As Marcy Wheeler notes:

QuoteThat means, when Brennan vowed to protect and defend the Constitution, he was swearing on one that did not include the First, Fourth, Fifth, or Sixth Amendments — or any of the other Amendments now included in our Constitution. The Bill of Rights did not become part of our Constitution until 1791, 4 years after the Constitution that Brennan took his oath on.

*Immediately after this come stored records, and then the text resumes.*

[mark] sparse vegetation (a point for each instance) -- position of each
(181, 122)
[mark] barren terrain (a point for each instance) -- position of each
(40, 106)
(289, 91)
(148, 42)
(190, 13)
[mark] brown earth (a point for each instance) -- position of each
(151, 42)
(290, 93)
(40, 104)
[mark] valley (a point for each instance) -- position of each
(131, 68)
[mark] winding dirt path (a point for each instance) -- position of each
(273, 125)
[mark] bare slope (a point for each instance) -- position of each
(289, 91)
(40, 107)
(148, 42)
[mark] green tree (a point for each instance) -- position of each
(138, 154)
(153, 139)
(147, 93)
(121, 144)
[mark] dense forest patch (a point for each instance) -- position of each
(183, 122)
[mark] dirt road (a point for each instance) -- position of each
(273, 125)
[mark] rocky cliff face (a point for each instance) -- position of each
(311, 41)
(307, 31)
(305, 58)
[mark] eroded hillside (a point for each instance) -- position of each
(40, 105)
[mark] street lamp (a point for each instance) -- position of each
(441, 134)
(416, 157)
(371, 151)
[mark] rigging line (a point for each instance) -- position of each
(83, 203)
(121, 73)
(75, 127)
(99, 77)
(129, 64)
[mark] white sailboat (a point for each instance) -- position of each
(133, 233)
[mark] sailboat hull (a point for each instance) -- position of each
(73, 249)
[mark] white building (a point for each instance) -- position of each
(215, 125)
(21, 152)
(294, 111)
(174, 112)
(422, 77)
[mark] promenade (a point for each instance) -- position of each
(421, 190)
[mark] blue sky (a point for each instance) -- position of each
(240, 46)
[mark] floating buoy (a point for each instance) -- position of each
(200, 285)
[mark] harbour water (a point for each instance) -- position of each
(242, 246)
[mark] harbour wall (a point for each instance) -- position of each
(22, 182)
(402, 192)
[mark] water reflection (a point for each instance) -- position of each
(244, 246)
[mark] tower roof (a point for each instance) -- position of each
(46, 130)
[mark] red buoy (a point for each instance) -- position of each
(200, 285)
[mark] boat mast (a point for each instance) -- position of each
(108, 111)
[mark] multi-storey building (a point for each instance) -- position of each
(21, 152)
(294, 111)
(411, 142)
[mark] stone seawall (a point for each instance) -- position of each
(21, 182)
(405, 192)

I really don't mean to be an asshole about this. But these vows always carry a great deal of symbolism. And whether he meant to invoke this symbolism or not, the moment at which Brennan took over the CIA happened to exclude (in symbolic form, though presumably not legally) the key limits on governmental power that protect American citizens.

Cain

Huh:

QuoteA week earlier, a woman had been placed in charge of the CIA's clandestine service for the first time in the agency's history. She is a veteran officer with broad support inside the agency. But she also helped run the CIA's detention and interrogation program after the Sept. 11, 2001, attacks and signed off on the 2005 decision to destroy videotapes of prisoners being subjected to treatment critics have called torture...

LMNO

Perhaps we should just make it a known given value that pretty much everyone in the CIA past a certain pay grade has been involved in torturing people.

Cain

Apparently her promotion signals "diversity" within the CIA.

Not covering up and promotion for war crimes, "diversity".